[PATCH v2 1/1] mm: fix a UAF when vma->mm is freed after vma->vm_refcnt got dropped - Linux-stable-mirror

28 Jul 2025

By inducing delays in the right places, Jann Horn created a reproducer
for a hard to hit UAF issue that became possible after VMAs were allowed
to be recycled by adding SLAB_TYPESAFE_BY_RCU to their cache.
Race description is borrowed from Jann's discovery report:
lock_vma_under_rcu() looks up a VMA locklessly with mas_walk() under
rcu_read_lock(). At that point, the VMA may be concurrently freed, and
it can be recycled by another process. vma_start_read() then
increments the vma->vm_refcnt (if it is in an acceptable range), and
if this succeeds, vma_start_read() can return a recycled VMA.
In this scenario where the VMA has been recycled, lock_vma_under_rcu()
will then detect the mismatching ->vm_mm pointer and drop the VMA
through vma_end_read(), which calls vma_refcount_put().
vma_refcount_put() drops the refcount and then calls rcuwait_wake_up()
using a copy of vma->vm_mm. This is wrong: It implicitly assumes that
the caller is keeping the VMA's mm alive, but in this scenario the caller
has no relation to the VMA's mm, so the rcuwait_wake_up() can cause UAF.
The diagram depicting the race:
T1         T2         T3
==         ==         ==
lock_vma_under_rcu
  mas_walk
          <VMA gets removed from mm>
                      mmap
                        <the same VMA is reallocated>
  vma_start_read
    __refcount_inc_not_zero_limited_acquire
                      munmap
                        __vma_enter_locked
                          refcount_add_not_zero
  vma_end_read
    vma_refcount_put
      __refcount_dec_and_test
                          rcuwait_wait_event
                            <finish operation>
      rcuwait_wake_up [UAF]
Note that rcuwait_wait_event() in T3 does not block because refcount
was already dropped by T1. At this point T3 can exit and free the mm
causing UAF in T1.
To avoid this we move vma->vm_mm verification into vma_start_read() and
grab vma->vm_mm to stabilize it before vma_refcount_put() operation.
Fixes: 3104138517fc ("mm: make vma cache SLAB_TYPESAFE_BY_RCU")
Reported-by: Jann Horn jannh@google.com
Closes: https://lore.kernel.org/all/CAG48ez0-deFbVH=E3jbkWx=X3uVbd8nWeo6kbJPQ0KoUD+m...
Signed-off-by: Suren Baghdasaryan surenb@google.com
Cc: stable@vger.kernel.org
---
Changes since v1 [1]
- Made a copy of vma->mm before using it in vma_start_read(),
per Vlastimil Babka
Notes:
- Applies cleanly over mm-unstable.
- Should be applied to 6.15 and 6.16 but these branches do not
have lock_next_vma() function, so the change in lock_next_vma() should be
skipped when applying to those branches.
[1] https://lore.kernel.org/all/20250728170950.2216966-1-surenb@google.com/
include/linux/mmap_lock.h | 23 +++++++++++++++++++++++
 mm/mmap_lock.c            | 10 +++-------
 2 files changed, 26 insertions(+), 7 deletions(-)

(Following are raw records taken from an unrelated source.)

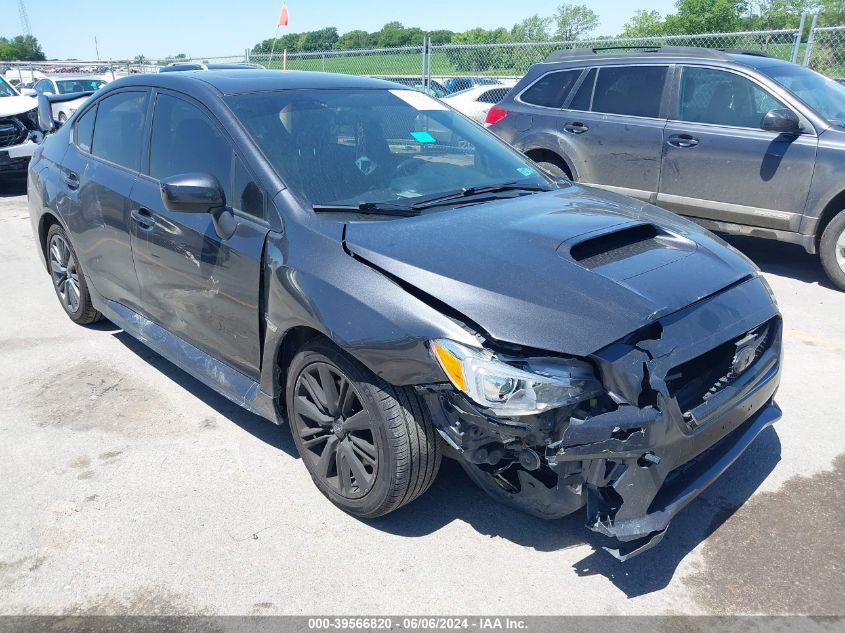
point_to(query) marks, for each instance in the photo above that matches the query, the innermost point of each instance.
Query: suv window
(719, 97)
(185, 140)
(45, 85)
(583, 98)
(550, 91)
(494, 95)
(119, 127)
(85, 129)
(630, 90)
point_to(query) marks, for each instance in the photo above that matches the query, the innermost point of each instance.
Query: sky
(158, 28)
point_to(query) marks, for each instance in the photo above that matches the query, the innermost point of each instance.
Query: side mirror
(199, 193)
(192, 193)
(781, 121)
(45, 115)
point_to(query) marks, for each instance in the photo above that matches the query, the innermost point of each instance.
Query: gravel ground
(128, 487)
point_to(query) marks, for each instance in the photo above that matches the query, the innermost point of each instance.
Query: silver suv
(740, 142)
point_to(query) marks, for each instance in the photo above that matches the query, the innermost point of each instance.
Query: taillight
(495, 114)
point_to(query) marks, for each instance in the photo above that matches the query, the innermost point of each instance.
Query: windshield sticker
(423, 137)
(419, 100)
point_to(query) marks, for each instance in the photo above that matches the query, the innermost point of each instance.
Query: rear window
(551, 90)
(630, 90)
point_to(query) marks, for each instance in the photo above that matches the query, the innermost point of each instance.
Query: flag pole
(283, 21)
(273, 48)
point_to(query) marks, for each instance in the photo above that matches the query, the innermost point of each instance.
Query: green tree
(573, 21)
(354, 39)
(532, 29)
(22, 48)
(644, 24)
(441, 36)
(707, 16)
(831, 12)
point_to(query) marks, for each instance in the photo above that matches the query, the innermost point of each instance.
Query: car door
(99, 171)
(196, 284)
(613, 125)
(719, 165)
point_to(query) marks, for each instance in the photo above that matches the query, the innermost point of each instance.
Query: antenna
(25, 25)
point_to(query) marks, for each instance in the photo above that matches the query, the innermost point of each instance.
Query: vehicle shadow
(782, 259)
(454, 497)
(275, 436)
(12, 186)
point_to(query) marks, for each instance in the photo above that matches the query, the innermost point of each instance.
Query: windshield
(347, 147)
(67, 86)
(6, 90)
(823, 95)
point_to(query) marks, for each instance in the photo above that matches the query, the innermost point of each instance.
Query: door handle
(143, 217)
(575, 127)
(682, 140)
(70, 179)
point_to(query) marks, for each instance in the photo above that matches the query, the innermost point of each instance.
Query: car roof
(658, 53)
(231, 82)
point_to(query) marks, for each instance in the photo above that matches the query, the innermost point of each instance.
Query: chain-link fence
(822, 49)
(513, 60)
(826, 51)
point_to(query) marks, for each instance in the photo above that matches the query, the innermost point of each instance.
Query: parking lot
(129, 487)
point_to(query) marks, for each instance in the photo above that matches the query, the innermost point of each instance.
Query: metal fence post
(796, 45)
(422, 62)
(810, 40)
(428, 74)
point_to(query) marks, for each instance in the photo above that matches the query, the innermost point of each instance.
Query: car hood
(569, 271)
(18, 104)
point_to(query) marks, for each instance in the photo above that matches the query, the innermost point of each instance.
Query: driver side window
(718, 97)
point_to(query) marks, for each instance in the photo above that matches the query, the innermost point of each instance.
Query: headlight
(537, 385)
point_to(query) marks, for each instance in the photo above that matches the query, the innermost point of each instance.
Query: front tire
(832, 250)
(369, 447)
(68, 279)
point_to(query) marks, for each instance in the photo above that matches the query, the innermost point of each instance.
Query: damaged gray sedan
(360, 261)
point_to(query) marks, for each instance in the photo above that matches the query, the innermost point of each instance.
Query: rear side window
(719, 97)
(85, 130)
(186, 140)
(583, 98)
(120, 123)
(630, 90)
(493, 96)
(551, 90)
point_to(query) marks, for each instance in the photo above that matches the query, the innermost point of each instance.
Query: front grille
(695, 381)
(12, 132)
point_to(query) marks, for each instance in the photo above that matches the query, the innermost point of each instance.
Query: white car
(61, 85)
(19, 133)
(476, 101)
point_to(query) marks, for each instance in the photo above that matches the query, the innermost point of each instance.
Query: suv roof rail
(674, 51)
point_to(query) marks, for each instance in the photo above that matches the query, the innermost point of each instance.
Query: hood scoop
(627, 251)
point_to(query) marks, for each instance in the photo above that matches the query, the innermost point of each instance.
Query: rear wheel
(554, 169)
(68, 279)
(832, 250)
(369, 447)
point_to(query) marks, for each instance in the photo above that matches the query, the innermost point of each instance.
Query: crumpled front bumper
(648, 459)
(636, 466)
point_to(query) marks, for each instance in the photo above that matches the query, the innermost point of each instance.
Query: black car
(357, 259)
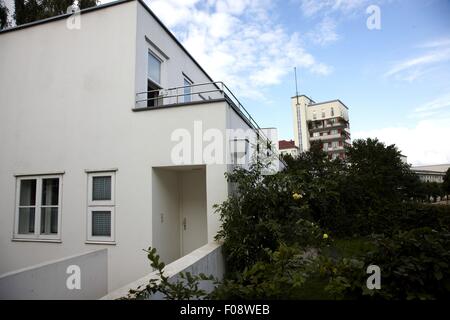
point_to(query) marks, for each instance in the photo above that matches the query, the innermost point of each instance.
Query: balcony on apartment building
(336, 122)
(336, 134)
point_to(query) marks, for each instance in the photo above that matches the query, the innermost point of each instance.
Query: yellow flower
(297, 196)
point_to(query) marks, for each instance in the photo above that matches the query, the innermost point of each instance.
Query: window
(187, 90)
(153, 80)
(154, 68)
(101, 207)
(38, 208)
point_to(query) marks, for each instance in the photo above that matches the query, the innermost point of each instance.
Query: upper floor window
(154, 68)
(187, 90)
(38, 207)
(101, 207)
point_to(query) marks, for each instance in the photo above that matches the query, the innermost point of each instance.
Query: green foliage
(415, 264)
(3, 15)
(27, 11)
(184, 288)
(270, 222)
(346, 277)
(263, 212)
(446, 183)
(280, 277)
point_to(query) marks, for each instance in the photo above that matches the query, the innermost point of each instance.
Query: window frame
(150, 52)
(187, 97)
(37, 236)
(101, 205)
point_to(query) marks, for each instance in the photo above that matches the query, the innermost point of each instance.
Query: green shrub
(414, 264)
(184, 288)
(280, 277)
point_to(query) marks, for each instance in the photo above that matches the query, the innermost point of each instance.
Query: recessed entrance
(179, 210)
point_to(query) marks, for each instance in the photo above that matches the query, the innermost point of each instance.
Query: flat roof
(103, 6)
(319, 103)
(329, 101)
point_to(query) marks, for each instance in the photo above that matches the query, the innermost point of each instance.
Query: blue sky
(395, 80)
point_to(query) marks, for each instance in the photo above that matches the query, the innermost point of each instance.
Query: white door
(193, 210)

diff --git a/include/linux/mmap_lock.h b/include/linux/mmap_lock.h
index 1f4f44951abe..da34afa2f8ef 100644
--- a/include/linux/mmap_lock.h
+++ b/include/linux/mmap_lock.h
@@ -12,6 +12,7 @@ extern int rcuwait_wake_up(struct rcuwait *w);
 #include <linux/tracepoint-defs.h>
 #include <linux/types.h>
 #include <linux/cleanup.h>
+#include <linux/sched/mm.h>
#define MMAP_LOCK_INITIALIZER(name) \
    .mmap_lock = __RWSEM_INITIALIZER((name).mmap_lock),
@@ -183,6 +184,28 @@ static inline struct vm_area_struct *vma_start_read(struct mm_struct *mm,
    }
rwsem_acquire_read(&vma->vmlock_dep_map, 0, 1, _RET_IP_);
+
+	/*
+	 * If vma got attached to another mm from under us, that mm is not
+	 * stable and can be freed in the narrow window after vma->vm_refcnt
+	 * is dropped and before rcuwait_wake_up(mm) is called. Grab it before
+	 * releasing vma->vm_refcnt.
+	 */
+	if (unlikely(vma->vm_mm != mm)) {
+		/* Use a copy of vm_mm in case vma is freed after we drop vm_refcnt */
+		struct mm_struct *other_mm = vma->vm_mm;
+		/*
+		 * __mmdrop() is a heavy operation and we don't need RCU
+		 * protection here. Release RCU lock during these operations.
+		 */
+		rcu_read_unlock();
+		mmgrab(other_mm);
+		vma_refcount_put(vma);
+		mmdrop(other_mm);
+		rcu_read_lock();
+		return NULL;
+	}
+
    /*
     * Overflow of vm_lock_seq/mm_lock_seq might produce false locked result.
     * False unlocked result is impossible because we modify and check
diff --git a/mm/mmap_lock.c b/mm/mmap_lock.c
index 729fb7d0dd59..aa3bc42ecde0 100644
--- a/mm/mmap_lock.c
+++ b/mm/mmap_lock.c
@@ -164,8 +164,7 @@ struct vm_area_struct *lock_vma_under_rcu(struct mm_struct *mm,
     */
/* Check if the vma we locked is the right one. */
-	if (unlikely(vma->vm_mm != mm ||
-		     address < vma->vm_start || address >= vma->vm_end))
+	if (unlikely(address < vma->vm_start || address >= vma->vm_end))
    	goto inval_end_read;
rcu_read_unlock();
@@ -236,11 +235,8 @@ struct vm_area_struct *lock_next_vma(struct mm_struct *mm,
    	goto fallback;
    }
-	/*
-	 * Verify the vma we locked belongs to the same address space and it's
-	 * not behind of the last search position.
-	 */
-	if (unlikely(vma->vm_mm != mm || from_addr >= vma->vm_end))
+	/* Verify the vma is not behind of the last search position. */
+	if (unlikely(from_addr >= vma->vm_end))
    	goto fallback_unlock;
/*
base-commit: c617a4dd7102e691fa0fb2bc4f6b369e37d7f509
-- 
2.50.1.487.gc89ff58d15-goog